Of course, this data is fairly useless for Semantic Analysis without data correlating the usage of words to the overall opinion given in the review. To accomplish this (for now at least), I created a class called WordRepository. This is used to store all occurrences of words, and will ultimately train itself as reviews are scraped. Here’s how it works:
After the review is split into Dictionary entries, each word is added to the WordRepository, along with its respective count and review score. Articles and other junk words are thrown out. For example, say a review for a hard drive contains the word “slow” seven times, and the review itself gave the product two stars. The WordRepository would take that word and add it to the repository, each time recalculating the overall cumulative review score for that word. It isn’t perfect, but it will have to do for now.

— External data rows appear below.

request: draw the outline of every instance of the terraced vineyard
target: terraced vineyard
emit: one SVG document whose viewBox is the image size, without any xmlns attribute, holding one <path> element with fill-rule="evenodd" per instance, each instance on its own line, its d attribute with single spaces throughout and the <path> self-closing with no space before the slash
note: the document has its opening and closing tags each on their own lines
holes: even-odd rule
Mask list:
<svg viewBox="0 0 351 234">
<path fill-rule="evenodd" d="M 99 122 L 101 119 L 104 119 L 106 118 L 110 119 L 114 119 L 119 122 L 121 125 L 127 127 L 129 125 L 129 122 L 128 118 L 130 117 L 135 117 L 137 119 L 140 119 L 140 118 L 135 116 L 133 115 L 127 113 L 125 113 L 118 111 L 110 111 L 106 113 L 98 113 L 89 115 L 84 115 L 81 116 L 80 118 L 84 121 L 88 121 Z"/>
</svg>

Before this is even remotely useful, however, we’re going to have to train it. I plan to scrape one thousand ASINs in the electronics category to train the WordRepository on. I’ll talk about that in the next update.
Update #2 – 11/16/15
Semantic Learning Routine
After posting the previous update, I immediately started work on a learning routine for the WordRepository. Essentially, you pass it a single ASIN, and using the related items section located on a majority of product listings, it finds new targets. Once enough targets have been collected, it scrapes them, analyzes them, and factors them into the WordRepository. When the targets run out, it begins scraping again.
As of right now, the learning routine has been running for a bit over 72 hours and is still going strong. The WordRepository has just over 90,000 unique word entries taken from around 1600 products (or an exact 1,020,218 Reviews). This is a good start, and a lot of the entry scores that I have searched for by hand seem to decently correlate with the meaning of the words.
Now that there is enough data to begin analyzing reviews with,I can begin calculating my own estimate score based on the vocabulary used in each review. The algorithms are ready to be tested, and I plan on collecting Percentage Error values to determine how much the newly calculated score differs from the actual product score on Amazon. That is a topic for the next update, however.
Update #3 – 1/2/16
Upon implementing the algorithm to recalculate the review scores, I noticed a problem. Looking at the screenshot above, you may have noticed too: because a large majority of the reviews on Amazon are five stars, the average scoring has been skewed. This means that a large majority of scores remained positive even when the review conveyed distaste. To combat this, some changes were made to how the program gathered reviews and weighed them.
First, the scraper was modified to download an even number of reviews for each star rating, thus making the sample size for all possible scores equal. Then, other modifications were made to consider repetitions of each word as a weighing indicator: words used commonly will have very little weight and words that are less common but established in the repository will have a higher overall weight.